19 The defendants argue that this court’s and McWashington’s reliance on Cooper is inappropriate because the Fifth Circuit held in Sligh that Cooper cannot clearly establish bystander liability. (Docket Entry No. 124 at 13). The defendant’s maximalist reading of Sligh is not persuasive. In Sligh, the Fifth Circuit rejected the plaintiff’s attempt to establish bystander liability through Cooper, calling the case “wholly inapplicable to a bystander liability theory” because it
“concerned only the conduct of the specific officer who controlled the dog.” 87 F.4th at 301. Although the panel used expansive language in rejecting the plaintiff’s argument, the holding is more precise. The panel held that Cooper did not apply to bystander liability because there was “no discussion in Cooper of whether another officer on site would be required to intervene as a bystander.” Id. The focus on whether the bystander officer would be required to intervene, as opposed to whether the bystander officer knew that the dog handler was using excessive force, suggests that Cooper cannot be used to clearly establish that the officers violated the third and fourth elements of a bystander-liability claim: that the bystander “had a reasonable opportunity to prevent the harm” but “chose not to act.” Joseph, 981 F.3d at 345. Sligh does not foreclose a
plaintiff’s reliance on Cooper to establish the first two elements: that the bystander officers knew that the officer handling the police dog violated the plaintiff’s constitutional rights because the bystanders were at the scene when the constitutional violation occurred. See id. Adopting the officers’ reading of Sligh would conflict with other Fifth Circuit cases. The Fifth Circuit has repeatedly allowed plaintiffs to establish the first element of a bystander-liability claim by assessing whether the primary officer violated clearly-established law and whether the bystander officer knew the facts material to the primary officer’s clearly-established constitutional violation. See, e.g., Hale, 45 F.3d at 919; Timpa, 20 F.4th at 1035–39; Austin, 74 F.4th at 330– 32. In this case, Johnson violated Cooper’s recitation of clearly-established legal principles on the
20 use of excessive force, and a jury could conclude that Schultz and Bruss witnessed enough at the scene to know that Johnson violated Cooper. This court’s and McWashington’s reliance on Cooper for the limited purpose of showing the first two elements of Thomas’s bystander-liability claim is consistent with both Sligh and other Fifth Circuit precedent. Genuine factual disputes material to determining the first two elements of
the bystander-liability claim preclude summary judgment. 2. Reasonable Opportunity to Intervene and Choice Not To Intervene Thomas can prove the third and fourth prongs of a bystander-liability claim on this record under clearly-established law. Following Sligh, this court cannot presume that officers had a duty to intervene solely based on the fact that the officer controlling the dog used excessive force. 87 F.4th at 301. Liability depends on whether the bystander officers had a reasonable opportunity to intervene but chose not to do so. White v. Calvert, No. H-20-cv-4029, 2021 WL 6112791, at *17 (S.D. Tex. Dec. 27, 2021) (citing Whitley, 726 F.3d at 646). Fifth Circuit case law clearly establishes three principles that guide a court’s determination as to whether a bystander officer had
a reasonable opportunity to intervene. First, liability will attach to bystander officers who witness a constitutional violation and acquiesce in that violation, encourage it to continue, or assist in its execution. In Austin, the bystander officers were liable for helping other officers use excessive force in tasing and restraining a seizing detainee, 74 F.4th at 331; in Hale, the bystander officers were liable because they “stood by and laughed” as the offending officer used excessive force, 45 F.3d at 919; and in Timpa, the bystanders were liable because they “observed Timpa suddenly lose consciousness, expressed surprise, and then made jesting comments,” 20 F.4th at 1039.
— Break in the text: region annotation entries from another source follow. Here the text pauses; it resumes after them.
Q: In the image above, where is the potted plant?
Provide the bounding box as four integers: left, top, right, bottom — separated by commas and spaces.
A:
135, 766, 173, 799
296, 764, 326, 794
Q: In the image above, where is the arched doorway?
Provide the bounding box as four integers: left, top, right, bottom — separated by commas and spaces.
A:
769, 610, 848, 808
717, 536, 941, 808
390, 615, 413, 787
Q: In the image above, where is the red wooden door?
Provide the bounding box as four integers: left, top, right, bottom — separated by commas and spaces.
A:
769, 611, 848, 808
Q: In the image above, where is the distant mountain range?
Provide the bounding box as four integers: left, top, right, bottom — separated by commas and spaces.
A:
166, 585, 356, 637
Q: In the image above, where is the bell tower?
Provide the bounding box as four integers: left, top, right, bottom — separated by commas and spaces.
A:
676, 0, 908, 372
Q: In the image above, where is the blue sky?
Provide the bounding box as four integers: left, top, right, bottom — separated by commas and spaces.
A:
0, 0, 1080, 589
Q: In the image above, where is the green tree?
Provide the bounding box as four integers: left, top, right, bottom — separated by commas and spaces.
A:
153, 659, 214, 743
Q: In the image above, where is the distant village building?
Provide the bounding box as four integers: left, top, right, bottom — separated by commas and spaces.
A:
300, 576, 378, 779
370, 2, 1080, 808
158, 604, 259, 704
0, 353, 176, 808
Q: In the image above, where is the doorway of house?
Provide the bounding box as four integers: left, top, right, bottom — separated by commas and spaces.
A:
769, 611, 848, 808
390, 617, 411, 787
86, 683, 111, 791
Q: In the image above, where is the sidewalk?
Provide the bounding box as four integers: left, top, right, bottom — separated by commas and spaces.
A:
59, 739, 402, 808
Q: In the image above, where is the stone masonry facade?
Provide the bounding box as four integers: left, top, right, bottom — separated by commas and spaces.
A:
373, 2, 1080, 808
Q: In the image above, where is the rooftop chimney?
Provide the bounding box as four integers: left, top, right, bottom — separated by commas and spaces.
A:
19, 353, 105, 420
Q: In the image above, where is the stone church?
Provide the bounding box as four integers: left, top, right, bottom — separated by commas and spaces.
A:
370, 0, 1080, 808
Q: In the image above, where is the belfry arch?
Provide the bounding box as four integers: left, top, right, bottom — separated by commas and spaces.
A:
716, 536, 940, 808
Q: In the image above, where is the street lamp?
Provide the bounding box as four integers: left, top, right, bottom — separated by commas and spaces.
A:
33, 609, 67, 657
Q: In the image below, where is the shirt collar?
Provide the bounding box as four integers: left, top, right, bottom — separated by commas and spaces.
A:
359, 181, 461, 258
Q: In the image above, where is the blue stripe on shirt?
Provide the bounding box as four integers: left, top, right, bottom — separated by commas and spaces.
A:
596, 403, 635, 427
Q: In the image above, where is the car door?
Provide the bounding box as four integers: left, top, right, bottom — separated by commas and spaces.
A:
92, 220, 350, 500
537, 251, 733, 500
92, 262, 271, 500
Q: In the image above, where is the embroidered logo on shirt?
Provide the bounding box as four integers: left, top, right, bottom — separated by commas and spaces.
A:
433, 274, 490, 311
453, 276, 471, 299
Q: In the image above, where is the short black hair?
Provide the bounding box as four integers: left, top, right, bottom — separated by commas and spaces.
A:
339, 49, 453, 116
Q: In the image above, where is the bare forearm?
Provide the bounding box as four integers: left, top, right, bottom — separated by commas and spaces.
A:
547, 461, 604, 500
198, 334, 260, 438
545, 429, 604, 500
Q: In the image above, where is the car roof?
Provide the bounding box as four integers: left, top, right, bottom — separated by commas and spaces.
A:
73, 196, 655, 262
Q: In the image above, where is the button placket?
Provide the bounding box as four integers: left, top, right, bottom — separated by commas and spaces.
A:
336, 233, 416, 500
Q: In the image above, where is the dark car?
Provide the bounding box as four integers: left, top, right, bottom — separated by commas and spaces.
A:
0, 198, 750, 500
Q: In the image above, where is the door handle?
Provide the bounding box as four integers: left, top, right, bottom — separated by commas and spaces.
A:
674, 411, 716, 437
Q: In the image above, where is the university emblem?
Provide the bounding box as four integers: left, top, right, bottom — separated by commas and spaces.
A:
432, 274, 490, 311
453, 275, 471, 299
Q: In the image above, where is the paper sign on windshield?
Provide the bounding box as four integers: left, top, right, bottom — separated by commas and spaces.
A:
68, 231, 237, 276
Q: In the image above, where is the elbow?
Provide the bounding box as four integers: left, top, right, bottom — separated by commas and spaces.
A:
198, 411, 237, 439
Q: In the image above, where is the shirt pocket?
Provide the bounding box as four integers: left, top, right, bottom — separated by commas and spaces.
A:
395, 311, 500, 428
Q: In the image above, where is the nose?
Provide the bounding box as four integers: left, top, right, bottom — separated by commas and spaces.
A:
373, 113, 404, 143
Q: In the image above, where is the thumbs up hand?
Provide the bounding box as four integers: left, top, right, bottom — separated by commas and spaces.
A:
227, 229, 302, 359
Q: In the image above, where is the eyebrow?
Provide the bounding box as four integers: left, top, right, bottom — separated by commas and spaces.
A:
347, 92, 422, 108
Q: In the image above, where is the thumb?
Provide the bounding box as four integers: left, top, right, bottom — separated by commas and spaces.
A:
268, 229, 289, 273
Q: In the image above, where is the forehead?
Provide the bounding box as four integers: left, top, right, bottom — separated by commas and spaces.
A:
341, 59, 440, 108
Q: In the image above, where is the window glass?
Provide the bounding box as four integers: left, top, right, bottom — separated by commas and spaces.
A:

21 Second, liability will attach if a bystander officer can, but does not, object to the unconstitutional conduct. In Austin, the court held that clearly established law allowed a jury to find that officers who tased and restrained a seizing detainee “acquiesced in the constitutional violations, both by not objecting and by participating in similar conduct.” 74 F.4th at 331. Similarly, in Timpa, the court held that a jury could find that a bystanding officer violated Timpa’s
clearly-established constitutional rights, even though the officer returned to his patrol car to check Timpa’s license, because the bystanding officer “was observing Timpa for the critical half-minute when Timpa suddenly lost consciousness.” 20 F.4th at 1039. Officers have more than a duty to physically intervene. Third, an officer’s admission that he or she had an opportunity to intervene, but did not do so, can establish a genuine factual dispute material to determining a summary-judgment motion. In Timpa, the court concluded that bystander officers had a reasonable opportunity to intervene in part because they conceded that they had the opportunity to do so. See 20 F.4th at 1039 (“The Officers do not contend that Vasquez or Dominguez lacked reasonable opportunity to intervene.”).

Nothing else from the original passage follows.